STEVEN SAVILE has edited a number of critically acclaimed anthologies and collections, including Redbrick Eden and most recently Elementals for Tor Books in the US, as well as Smoke Ghost & Other Apparitions and Black Gondolier and Other Stories, the collected horror stories of Fritz Leiber. Steven is also the author of the Von Carstein Vampire trilogy, Inheritance, Dominion and Retribution, set in Games Workshop's popular Warhammer world, and has re-imagined the blood-thirsty celtic barbarian Slaine from 2000 AD in a new trilogy of novels for Black Flame. Steven has written for Star Wars and Jurassic Park as well as his own novels and short stories, including Houdini's Last Illusion (Telos) and Angel Road (Elastic Press). In his copious spare time, Steven… erm… writes… He was a runner up in the British Fantasy Awards, and a winner of a Writers of the Future Award in 2002.

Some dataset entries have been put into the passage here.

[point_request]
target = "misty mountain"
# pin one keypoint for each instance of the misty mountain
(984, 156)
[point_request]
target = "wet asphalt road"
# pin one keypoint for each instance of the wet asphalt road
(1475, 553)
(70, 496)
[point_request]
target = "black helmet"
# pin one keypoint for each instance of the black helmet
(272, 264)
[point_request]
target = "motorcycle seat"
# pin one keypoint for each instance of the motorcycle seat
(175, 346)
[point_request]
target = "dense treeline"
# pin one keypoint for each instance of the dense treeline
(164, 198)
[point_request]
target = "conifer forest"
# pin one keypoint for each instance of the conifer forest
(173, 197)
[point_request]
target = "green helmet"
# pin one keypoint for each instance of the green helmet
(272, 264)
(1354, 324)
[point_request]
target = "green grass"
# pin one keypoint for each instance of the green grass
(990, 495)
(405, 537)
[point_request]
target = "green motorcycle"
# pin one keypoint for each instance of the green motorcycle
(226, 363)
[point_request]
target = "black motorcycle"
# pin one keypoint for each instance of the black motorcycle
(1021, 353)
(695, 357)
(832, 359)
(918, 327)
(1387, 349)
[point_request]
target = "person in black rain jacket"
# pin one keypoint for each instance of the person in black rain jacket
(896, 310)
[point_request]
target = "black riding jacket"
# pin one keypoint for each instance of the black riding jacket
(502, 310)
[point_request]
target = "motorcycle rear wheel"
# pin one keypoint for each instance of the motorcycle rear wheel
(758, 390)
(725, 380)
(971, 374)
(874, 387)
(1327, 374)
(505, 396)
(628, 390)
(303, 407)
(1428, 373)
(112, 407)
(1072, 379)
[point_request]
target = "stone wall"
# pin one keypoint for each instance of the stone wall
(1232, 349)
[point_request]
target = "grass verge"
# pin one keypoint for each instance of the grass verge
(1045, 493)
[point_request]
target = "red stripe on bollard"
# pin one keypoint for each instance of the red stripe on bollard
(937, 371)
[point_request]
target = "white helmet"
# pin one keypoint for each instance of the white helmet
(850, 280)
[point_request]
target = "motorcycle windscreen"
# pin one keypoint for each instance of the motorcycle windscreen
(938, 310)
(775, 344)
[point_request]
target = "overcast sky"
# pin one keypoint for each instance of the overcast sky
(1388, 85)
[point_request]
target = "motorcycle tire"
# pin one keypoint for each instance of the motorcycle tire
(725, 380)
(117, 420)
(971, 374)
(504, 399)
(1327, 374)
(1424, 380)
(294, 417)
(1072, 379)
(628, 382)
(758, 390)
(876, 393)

L. J. SCOTT created the DreamZone in 1983, one of the first online fiction sites. She co-founded DWIS (the Doctor Who Information Society) and was an editor and contributor to its newsletter. She provided film stock for the completion of Hick Trek, and did some tentative work in television and radio during the late 1980s. While heading the Science Fiction Association of Colorado Springs into the 1990s, she wrote the original draft of what became the Star Trek: The Next Generation episode The Quality Of Life. Taking a decade off to help fuel the telecommunications boom, she has since returned to writing.

ANDREW STIRLING-BROWN is an armourer and writer. Notable armour commissions have included suits for the Royal Armouries and Hampton Court Palace, seen on Channel 4 shows such as Time Team. He has provided pieces for Shakespeare's Globe's period-style recreations of the Bard's plays, including Richard II (broadcast live on BBC 4) and Twelfth Night, which won that year's Olivier Award for Best Costume Design. As a writer, Andrew has specialised in Herefordshire medieval history, culminating in the book Pembridge Past, published in 2005. That same year, his first Big Finish commission, the audio play LIVE 34, co-written with James Parsons, was released.

BRIAN WILLIS was born in South Wales and still lives there, much to the annoyance of the residents of Swansea. He has written numerous stories, occasional reviews for SFX magazine and a novel - Scorpion, co-written with Chris Poote. Brian won the British Fantasy Award in 2001 for editing the anthology Hideous Progeny for Razorblade Press.